Lewis Goodall Profile picture
Jun 9, 2021 39 tweets 10 min read Read on X
Yesterday I visited Transport House in Salford. The leaseholders there are part the next stage in the cladding crisis. But their problem isn't really what's on their building. It's what's in it. Their freeholder has told them it will cost £3m to make safe. Over £100k each.

🧵 Image
First some backrgound.

You'll have heard about the cladding crisis. Post the catastrophe at Grenfell Tower, government regulations on cladding changed, requiring the removal of ACM cladding systems (flammable) on buildings over 18m

But cladding isn't the only issue...
...new regs require lots of other fire safety improvements, including changes on fire cavity barriers and insulation within walls.

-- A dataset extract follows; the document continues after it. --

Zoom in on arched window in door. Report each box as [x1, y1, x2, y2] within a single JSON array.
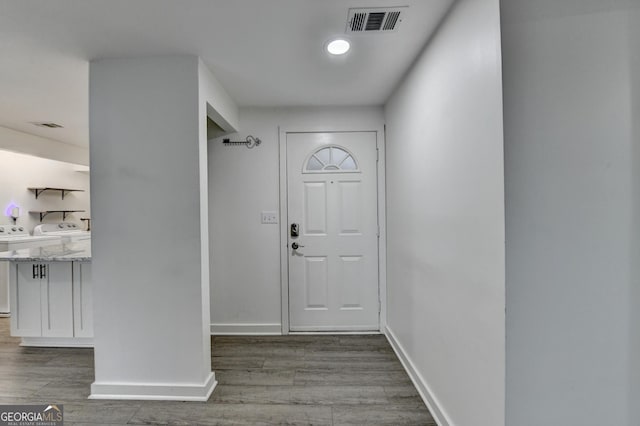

This is the problem Transport House faces. The leaseholders were recently sent this letter by their freeholder outlining the cost of the works. £3m. ImageImage
Or £97k per flat (over £100k if you include other improvements).

There is currently no government assistance available for Transport House. The government's £1bn Building Safety Fund is only for buildings 18m or over. Transport House is 14m (5 storeys). Moreover the fund is...
...likely to be oversubscribed and is primarily for cladding.

There has been talk about a loan scheme with costs capped at £50 a month- it hasn't yet materialised. It's a significant sum and it would take TH residents 161 years to pay it off.
The government says that freeholders should pay the costs not leaseholders- but there is no legislation to this effect. Irwell Valley, the freeholder and charity/housing association, says the leaseholders will have to pay. Image
Needless to say the leaseholders of Transport House cannot afford it. In many cases the £100k cost would be more than they paid for their properties in the first place. Many are shared ownership- they don't even own the flats outright, yet they're being told they must...
...pay the entire cost, even though they bought the flats in good faith, went through all the conveyancing process etc.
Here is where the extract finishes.